Monday, Sep. 14, 1936
Staushov to State Street
One afternoon last week in the swank offices of Attorneys Pritzker & Pritzker, on the 22nd floor of Chicago's Metropolitan Building, a happy scene took place. Four very stylishly dressed little men beamed and pumped the hands of newshawks, eagerly posed this way and that way for photographers, put their arms around the shoulders of friends, rubbed their palms with satisfaction. A chance observer might have mistaken them for a team of tumblers jumping about in jubilation at having signed a contract to appear in the floor show of the Edgewater Beach Hotel. But their destination was not the Lake front but State Street. Henceforth Chicago's great shopping street--long distinguished with the names of such merchants as Marshall Field and Carson Pirie Scott & Co.--will be blazoned with the name of Goldblatt.

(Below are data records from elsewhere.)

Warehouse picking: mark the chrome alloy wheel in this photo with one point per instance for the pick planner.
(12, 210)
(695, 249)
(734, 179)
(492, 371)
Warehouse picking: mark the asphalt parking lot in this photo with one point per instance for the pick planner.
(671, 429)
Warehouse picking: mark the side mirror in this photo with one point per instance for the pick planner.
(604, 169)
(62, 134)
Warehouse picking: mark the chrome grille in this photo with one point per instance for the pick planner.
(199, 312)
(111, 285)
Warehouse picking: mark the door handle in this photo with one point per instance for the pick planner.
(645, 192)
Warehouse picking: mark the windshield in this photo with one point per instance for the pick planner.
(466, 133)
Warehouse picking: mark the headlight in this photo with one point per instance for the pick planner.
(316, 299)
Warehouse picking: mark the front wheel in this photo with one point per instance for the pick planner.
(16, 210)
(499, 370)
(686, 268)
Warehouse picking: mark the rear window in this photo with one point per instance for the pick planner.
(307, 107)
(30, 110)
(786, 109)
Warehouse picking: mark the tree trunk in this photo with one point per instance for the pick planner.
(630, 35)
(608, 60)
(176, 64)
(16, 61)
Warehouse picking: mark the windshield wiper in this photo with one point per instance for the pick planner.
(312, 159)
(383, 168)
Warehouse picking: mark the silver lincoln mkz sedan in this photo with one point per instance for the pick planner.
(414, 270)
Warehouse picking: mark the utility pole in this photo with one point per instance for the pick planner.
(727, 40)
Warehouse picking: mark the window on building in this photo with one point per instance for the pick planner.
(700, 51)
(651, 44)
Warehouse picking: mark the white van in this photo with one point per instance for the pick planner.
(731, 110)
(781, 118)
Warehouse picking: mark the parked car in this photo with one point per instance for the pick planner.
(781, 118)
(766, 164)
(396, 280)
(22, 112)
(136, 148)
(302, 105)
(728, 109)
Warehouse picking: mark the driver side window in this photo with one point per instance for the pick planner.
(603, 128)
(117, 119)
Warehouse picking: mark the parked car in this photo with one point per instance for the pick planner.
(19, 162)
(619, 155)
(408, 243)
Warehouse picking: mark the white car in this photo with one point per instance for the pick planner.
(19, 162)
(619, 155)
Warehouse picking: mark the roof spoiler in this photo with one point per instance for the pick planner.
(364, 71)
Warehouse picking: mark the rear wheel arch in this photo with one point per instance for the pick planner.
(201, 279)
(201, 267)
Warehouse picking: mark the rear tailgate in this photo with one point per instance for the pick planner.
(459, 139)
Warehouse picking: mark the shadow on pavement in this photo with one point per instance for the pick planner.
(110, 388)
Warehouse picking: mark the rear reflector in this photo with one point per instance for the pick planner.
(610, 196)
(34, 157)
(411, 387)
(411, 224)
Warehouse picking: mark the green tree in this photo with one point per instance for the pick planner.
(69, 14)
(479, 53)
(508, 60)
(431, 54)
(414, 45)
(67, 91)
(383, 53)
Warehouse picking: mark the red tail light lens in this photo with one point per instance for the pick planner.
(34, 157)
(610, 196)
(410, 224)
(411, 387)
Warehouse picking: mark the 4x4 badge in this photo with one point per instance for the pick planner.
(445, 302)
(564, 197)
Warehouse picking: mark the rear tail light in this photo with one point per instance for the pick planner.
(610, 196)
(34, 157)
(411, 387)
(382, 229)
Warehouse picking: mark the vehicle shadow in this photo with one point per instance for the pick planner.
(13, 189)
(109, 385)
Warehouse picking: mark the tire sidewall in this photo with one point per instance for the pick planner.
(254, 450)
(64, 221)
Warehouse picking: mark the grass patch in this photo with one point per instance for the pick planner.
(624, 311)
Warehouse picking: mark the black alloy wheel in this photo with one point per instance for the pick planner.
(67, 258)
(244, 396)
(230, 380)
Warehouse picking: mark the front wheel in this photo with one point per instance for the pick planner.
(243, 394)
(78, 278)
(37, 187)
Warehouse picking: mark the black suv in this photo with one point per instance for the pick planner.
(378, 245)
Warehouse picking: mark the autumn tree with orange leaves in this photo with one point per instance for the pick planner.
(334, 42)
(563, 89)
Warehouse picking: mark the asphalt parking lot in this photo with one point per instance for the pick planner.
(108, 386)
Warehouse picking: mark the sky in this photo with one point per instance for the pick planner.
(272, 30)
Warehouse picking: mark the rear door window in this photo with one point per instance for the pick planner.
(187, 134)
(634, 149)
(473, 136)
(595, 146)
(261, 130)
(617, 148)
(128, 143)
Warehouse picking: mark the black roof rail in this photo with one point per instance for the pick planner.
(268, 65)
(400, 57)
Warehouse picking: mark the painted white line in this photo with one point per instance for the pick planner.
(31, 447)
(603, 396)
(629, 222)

How the Brothers Goldblatt arrived on State Street is a none too happy incident in the corporate history of Marshall Field. On State Street, at the southern edge of the Loop where cheaper stores congregate, used to stand the Davis Store. Field's bought it in 1923 for $9,000,000. Unfortunately, shoppers who wanted bargains chose to patronize Field's basement rather than the Davis Store. And shoppers who could afford quality goods would not be caught in the Davis Store on a bet. After ups and downs and changes of management, Davis lost, all told, some $3,500,000. Thus when Field's chairman, James O. McKinsey, last week put his signature to a contract conveying the Davis Store to Morris, Nathan, Louis & Joseph Goldblatt (for a carefully concealed price), Mr. McKinsey was, in effect, relieving his firm of a bucket with a hole in the bottom of it. Well did the Goldblatts know it. Nevertheless, this entry into State Street was a crown on their careers.
Born in Staushov, Poland, Brothers Morris, Nathan and Louis made their entry into the U. S. at Ellis Island 30 years ago-before Brother Joseph was born. While Father Goldblatt set up a grocery business, the Goldblatt boys sold newspapers, later got jobs as clerks in a Milwaukee Avenue store. In 1914, by the time elder Brother Morris was 21, they had saved up a few-hundred dollars to set up their own store at Chicago and Ashland Avenues. In 1915 they did $35,000 gross business, in 1920, $225,000, in 1925 $1.825,000 and pushed their profits to the $101,000 mark.
Today Brother Maurice (he is still Morris on corporation statements but he is generally Maurice on social occasions) lives on Sheridan Road. Every morning his Duesenberg calls for him and after stopping to pick up Brother Nathan, who lives nearby, they drive to their luxuriously paneled, air-cooled offices in the Goldblatt warehouse, on lower Lincoln Avenue. Thither from their slightly less pretentious bachelors' apartment come younger Brothers Louis and Joseph in a Lincoln. The Goldblatt family is scrupulously graded by seniority. Maurice and Nathan as "the partners" draw top salaries of $25,000 each, but Maurice, as senior by a year, long held 29,271 shares of Goldblatt Bros., Inc. to Nathan's 29,270 shares. They now share a trust fund which holds 353,000 shares. Maurice's apartment has 15 rooms, Nathan's 14 rooms; Maurice is 5 ft. 5 in. tall, Nathan 5 ft. 3 in.
Nathan is soon to move into the $1,000,000 house which Architect Benjamin Marshall built for himself opposite the Bahai Temple in Wilmette. It has a dining room in which the table sinks through the floor into the kitchen below. Nathan recently bought it at a bargain price ($95,000) from Chicago's First National Bank. The balance of seniority will be maintained, however, for Maurice has a young wife, Bernice Mendelson, 22, his former secretary whom he married this year. His first wife he divorced for infidelity.
Father Simon Goldblatt did not live to see his sons' State Street glory, but before he died a year ago he knew that his sons were good businessmen. In 1928 they opened a second store, in 1929 a third, in 1930 a fourth, in 1931 a fifth--all in cheap shopping districts outside the Loop. Then they dotted three more stores in the outlying industrial towns of Hammond and Gary, Ind., Joliet, Ill., recently added a ninth in Chicago.
In 1933 the Better Business Bureau got after the Goldblatts for trying to force substitutes on the public instead of branded articles they advertised cheap, for advertising popular cigarets at 10-c- and making them available not at tobacco counters but only in far corners of the shoe department, the radio department, or the boy's clothing section. In 1934 their Blue Eagle was taken away for violating the jewelry & fair price code. Last year a $50 fine was imposed on one of their stores for shortweighting. A 3 oz. sausage was discovered stuck to the bottom of a meat scale. Goldblatt profits last year reached $1,114,000 on nearly $33,000,000 of sales.